Blocages douaniers : le programme sino-congolais en RDC menacé d’arrêt

Sur le terrain congolais, l’avancement des chantiers du Programme Sino-Congolais, financé par SICOMINES, est fortement compromis par des problèmes de dédouanement persistants. Malgré les efforts conjugués des acteurs techniques, financiers et institutionnels, une partie des matériaux et équipements nécessaires à la réalisation des infrastructures reste bloquée, paralysant ainsi l’ensemble des activités.

Des retards critiques sur les chantiers routiers

Nico Nzau Nzau, Directeur Général de l’Agence Congolaise des Grands Travaux (ACGT), a alerté le Ministre des Infrastructures, John Banza, lors d’une récentes caravane d’inspection. Selon ses déclarations, les travaux de revêtement des routes auraient déjà débuté si le bitume ne s’était pas retrouvé immobilisé à la douane de Matadi depuis plus de six mois. Ce retard menace gravement l’échéancier des projets, alors que le Programme Sino-Congolais bénéficie d’exonérations fiscales prévues par la Loi n°14/005 de 2014 et l’Avenant n°5 de la Convention de Collaboration signée en 2024.

Des blocages administratifs qui freinent le développement

Les dysfonctionnements administratifs s’accumulent : les demandes de prise en charge des fiscalités indirectes et les messages phoniques restent sans réponse depuis des mois. Pourtant, ces mesures sont essentielles pour permettre aux entreprises impliquées dans le programme de poursuivre leur mission. Sans une intervention rapide, l’ensemble des infrastructures prévues pourrait subir un ralentissement majeur, voire un arrêt complet.

John Banza, Ministre des Infrastructures et Travaux Publics, a salué les progrès réalisés sur certains chantiers, mais a souligné que ces blocages douaniers constituent un frein majeur au développement économique et social du pays.

Des projets phares impactés par la saison sèche

La saison sèche, habituellement propice aux travaux, pourrait cette année aggraver les retards. Plusieurs chantiers emblématiques sont concernés :

  • Les Rocades Sud-Est et Sud-Ouest de Kinshasa
  • La route Manterne – Tshela – Singini
  • La route Kananga – Kalamba Mbuji
  • La RN1 (tronçon Mbujimayi – Nguba)
  • Le Stade d’Idiofa
  • L’Hôpital Général de Référence de Kikwit

Ces infrastructures, attendues avec impatience par la population, risquent de ne pas être livrées dans les délais impartis. À titre d’exemple, 1 477 tonnes de bitume, destinées à plusieurs projets majeurs, sont immobilisées au Port de Matadi depuis janvier 2026. Sans compter les 1 650 tonnes supplémentaires bloquées dans le Grand Katanga, ainsi que des équipements lourds et des pièces détachées essentielles aux chantiers.
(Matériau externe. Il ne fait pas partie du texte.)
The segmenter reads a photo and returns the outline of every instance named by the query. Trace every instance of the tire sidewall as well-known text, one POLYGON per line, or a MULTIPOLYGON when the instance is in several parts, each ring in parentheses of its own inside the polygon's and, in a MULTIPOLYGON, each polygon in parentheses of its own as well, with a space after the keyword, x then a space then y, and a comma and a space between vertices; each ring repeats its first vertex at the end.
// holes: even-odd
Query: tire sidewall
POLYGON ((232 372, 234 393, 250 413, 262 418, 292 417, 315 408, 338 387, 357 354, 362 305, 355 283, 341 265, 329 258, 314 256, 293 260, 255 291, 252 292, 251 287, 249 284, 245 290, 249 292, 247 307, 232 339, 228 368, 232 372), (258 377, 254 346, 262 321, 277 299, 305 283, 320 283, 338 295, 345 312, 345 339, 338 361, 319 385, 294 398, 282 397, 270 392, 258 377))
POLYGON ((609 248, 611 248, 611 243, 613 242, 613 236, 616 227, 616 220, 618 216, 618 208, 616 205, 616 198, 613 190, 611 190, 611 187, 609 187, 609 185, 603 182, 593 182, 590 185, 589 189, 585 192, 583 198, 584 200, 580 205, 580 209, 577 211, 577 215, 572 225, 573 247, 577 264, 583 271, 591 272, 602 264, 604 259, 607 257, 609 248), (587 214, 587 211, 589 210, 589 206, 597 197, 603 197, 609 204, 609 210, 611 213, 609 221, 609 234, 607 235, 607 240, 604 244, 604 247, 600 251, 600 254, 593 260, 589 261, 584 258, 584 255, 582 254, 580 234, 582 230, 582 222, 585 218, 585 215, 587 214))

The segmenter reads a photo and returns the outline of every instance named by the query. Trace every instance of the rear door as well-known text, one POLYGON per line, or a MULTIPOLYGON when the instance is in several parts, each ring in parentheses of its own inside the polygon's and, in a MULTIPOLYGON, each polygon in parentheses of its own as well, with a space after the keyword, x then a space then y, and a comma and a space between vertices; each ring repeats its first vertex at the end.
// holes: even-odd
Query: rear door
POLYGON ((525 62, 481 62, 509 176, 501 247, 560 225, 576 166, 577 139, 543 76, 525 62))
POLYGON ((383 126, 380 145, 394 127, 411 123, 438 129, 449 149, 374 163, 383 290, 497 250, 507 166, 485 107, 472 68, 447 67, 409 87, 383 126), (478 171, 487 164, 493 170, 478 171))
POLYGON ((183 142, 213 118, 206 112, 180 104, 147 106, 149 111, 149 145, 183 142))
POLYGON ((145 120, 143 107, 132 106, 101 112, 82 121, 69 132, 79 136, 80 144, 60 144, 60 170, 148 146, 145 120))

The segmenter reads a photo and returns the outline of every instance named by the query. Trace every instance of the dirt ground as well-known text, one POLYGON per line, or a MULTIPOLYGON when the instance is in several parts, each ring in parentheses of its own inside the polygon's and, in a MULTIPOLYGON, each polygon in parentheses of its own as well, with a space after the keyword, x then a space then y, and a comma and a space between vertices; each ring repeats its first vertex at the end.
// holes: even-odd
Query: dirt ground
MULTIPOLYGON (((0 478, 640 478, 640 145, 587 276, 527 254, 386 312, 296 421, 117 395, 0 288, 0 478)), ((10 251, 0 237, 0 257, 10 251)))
L’APCSC, clé de voûte pour débloquer la situation

Pour éviter une paralysie totale des chantiers, l’Agence de Pilotage, de Coordination et de Suivi des Conventions (APCSC) doit jouer un rôle central. En tant qu’interface entre les parties prenantes, elle est chargée du dédouanement des matériaux et équipements du Programme Sino-Congolais. Son intervention est désormais indispensable pour relancer les activités et honorer les engagements pris envers la population.

Sans une mobilisation immédiate de tous les acteurs, c’est tout le pays qui subira les conséquences de ces retards : des infrastructures modernes promises aux Congolais, mais qui ne verront peut-être jamais le jour.